Ketua Komisi Pemilu Thailand Supachai Phucharoen mengumumkan, pemungutan suara telah dilaksanakan di 83.813 dari 93.532 tempat pemungutan suara. Dengan kata lain, ada pemungutan suara yang batal di 9.719 TPS. Di ibu kota Thailand, Bangkok, sebanyak 488 dari 6.600 TPS ditutup karena ketiadaan staf untuk melakukan pemungutan suara.
Total jumlah pemilih Thailand yang terdaftar lebih dari 48 juta orang dan di Bangkok saja diperkirakan 6 juta pemilih tidak, atau tidak dapat, memberikan suaranya. Hingga Minggu sore, belum ada hasil sementara yang diungkapkan oleh Komisi Pemilu Thailand.
Pemerintahan Perdana Menteri Yingluck Shinawatra berharap pemilu 2 Februari kemarin dapat menyelesaikan kemelut yang melanda Thailand akhir-akhir ini. Itu sebabnya, pemerintah berusaha sekuat tenaga agar pemilu dapat dilaksanakan. Kepolisian Thailand menyebutkan, lebih dari 100.000 personel polisi diturunkan untuk mengamankan pelaksanaan pemilu. Bukan itu saja, bahkan militer pun menurunkan 5.000 tentara di Bangkok untuk meningkatkan keamanan.
Upaya kelompok anti-pemerintah untuk membatalkan pelaksanaan pemilu, dengan mengadakan aksi turun ke jalan dalam tiga bulan terakhir, dan pada saat terakhir menghambat pengiriman kotak suara, tampaknya tidak memberikan hasil seperti yang diinginkan. Pemungutan suara tetap berlangsung di sebagian besar TPS.

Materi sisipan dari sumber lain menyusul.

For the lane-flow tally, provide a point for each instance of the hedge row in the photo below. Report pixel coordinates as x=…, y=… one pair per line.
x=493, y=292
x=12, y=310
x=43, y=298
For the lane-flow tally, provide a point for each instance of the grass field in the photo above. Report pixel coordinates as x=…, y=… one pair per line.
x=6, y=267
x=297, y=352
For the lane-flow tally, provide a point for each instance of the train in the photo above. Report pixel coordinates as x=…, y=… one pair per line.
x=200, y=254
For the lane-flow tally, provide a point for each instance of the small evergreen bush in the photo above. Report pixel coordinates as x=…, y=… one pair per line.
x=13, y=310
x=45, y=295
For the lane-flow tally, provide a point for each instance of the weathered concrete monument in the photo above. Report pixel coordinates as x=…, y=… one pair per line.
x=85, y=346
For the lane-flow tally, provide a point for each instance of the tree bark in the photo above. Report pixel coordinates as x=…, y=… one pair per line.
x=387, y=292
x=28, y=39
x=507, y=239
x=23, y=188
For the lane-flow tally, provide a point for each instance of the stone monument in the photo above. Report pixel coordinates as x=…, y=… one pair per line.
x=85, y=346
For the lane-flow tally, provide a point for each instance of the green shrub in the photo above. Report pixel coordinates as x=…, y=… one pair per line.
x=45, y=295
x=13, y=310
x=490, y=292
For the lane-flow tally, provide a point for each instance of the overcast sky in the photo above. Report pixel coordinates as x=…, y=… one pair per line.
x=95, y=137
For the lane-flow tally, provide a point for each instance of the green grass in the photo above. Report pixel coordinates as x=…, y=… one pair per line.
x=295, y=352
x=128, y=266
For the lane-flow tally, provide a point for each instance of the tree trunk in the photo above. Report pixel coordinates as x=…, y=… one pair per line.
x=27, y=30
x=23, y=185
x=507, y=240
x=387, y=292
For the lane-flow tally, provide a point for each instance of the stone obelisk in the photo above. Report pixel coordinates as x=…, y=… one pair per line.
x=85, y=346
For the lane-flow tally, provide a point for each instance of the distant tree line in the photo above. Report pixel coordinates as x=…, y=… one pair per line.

Aksi boikot dan kekerasan yang dilakukan kelompok anti-pemerintah memang membuat banyak anggota staf pemungutan suara tidak datang ke TPS, tetapi itu tidak mengurangi keinginan warga memberikan suara. Beberapa pemilih marah karena TPS di wilayah mereka tutup.
"Kami memiliki hak untuk memilih. Kalian tidak mempunyai hak untuk mengambil itu dari kami," ujar seorang perempuan pemilih berusia 51 tahun. Sebaliknya, salah seorang pemrotes mengatakan, "Saya mengerti mereka marah karena hak pilihnya kami ambil. Tapi, bagaimana dengan hak kami untuk didengar?"
Yingluck, di bawah penjagaan ketat, memberikan suaranya. Di kemeriahan sambutan pendukungnya, Yingluck mengatakan, "Saya mengundang rakyat Thailand memberikan suara untuk mempertahankan demokrasi." Sementara itu, pemimpin oposisi Abhisit Vejjajiva, Ketua Partai Demokrat, memilih memboikot.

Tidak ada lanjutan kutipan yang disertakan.